Hmm, sounds like it should be possible to replace the solenoid + trip pin with either a latching relay or N.O. relay + control circuit that powers the relay coil until the current difference is detected then cuts power to the coil, opening the circuit. Then an external signal could energize the coil again to reset the circuit.

don

Photovor
01-09-2009, 09:00 AM
It would be VERY easy to do actually, but, in hindsight, I'm not sure I'd even want to tamper with the circuit. I'm sure the electronics in there are very finely tuned. Plus you have a reliability issue with having a 'reset circuit'. Your circuit would have to sense when the trip coil was energized, latch a relay open, wait a few minutes, close the relay, and repeat.

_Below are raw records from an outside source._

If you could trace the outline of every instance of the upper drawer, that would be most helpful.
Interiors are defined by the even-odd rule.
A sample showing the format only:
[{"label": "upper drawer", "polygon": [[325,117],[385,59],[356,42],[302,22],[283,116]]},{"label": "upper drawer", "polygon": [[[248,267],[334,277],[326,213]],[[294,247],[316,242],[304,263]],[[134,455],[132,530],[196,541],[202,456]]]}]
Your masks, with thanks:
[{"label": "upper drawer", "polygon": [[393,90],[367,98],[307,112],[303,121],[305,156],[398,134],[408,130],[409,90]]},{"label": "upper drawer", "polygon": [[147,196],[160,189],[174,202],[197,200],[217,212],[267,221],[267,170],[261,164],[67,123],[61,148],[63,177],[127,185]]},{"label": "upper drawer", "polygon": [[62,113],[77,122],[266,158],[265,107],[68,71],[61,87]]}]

If any part of that failed, and you had a person attached to the other end- not a good thing- and you just voided the warranty by opening the GFCI, and probably voided your homeowners insurance when you electrocuted the person, by overriding the safety device.

Tho- they'd have a better chance with this than no GFCI of course :-).

Jeff Millard
01-11-2009, 10:53 AM
The only issue I can see with trying to develop something that would be controllable remotely, is how would we prove it protects from deadly shock hazard? What does the UL use for test criteria? Timing a trip would be a simple test for me, as relay protection maintenance is my profession. I test relay circuit trip times, settings and functionals daily. This thread and the dissection of a cheap GFCI has me wondering why the diff circuit couldn't be copied, and used on an inexpensive high-speed contactor.

I don't have an engineering background, so I don't know if this is feasable... or if we're setting ourselves up. I would really be surprised if there wasn't something liek this already available commercially.

Jeff

Photovor
01-11-2009, 11:32 AM
I don't have an engineering background, so I don't know if this is feasable... or if we're setting ourselves up. I would really be surprised if there wasn't something liek this already available commercially.

Jeff


I seem to remember seeing some different interfaces out there that could monitor your breaker panel, but also had the ability to connect/disconnect any breaker circuit via a remote web interface. I'm sure someone has already designed something out there.

http://www.freepatentsonline.com/4979070.html

In another thought thread- I know there are products out there for monitoring the power for computers, in a server environment. Those devices are also controllable by a web interface. Doubt that they have GFCI versions of those though.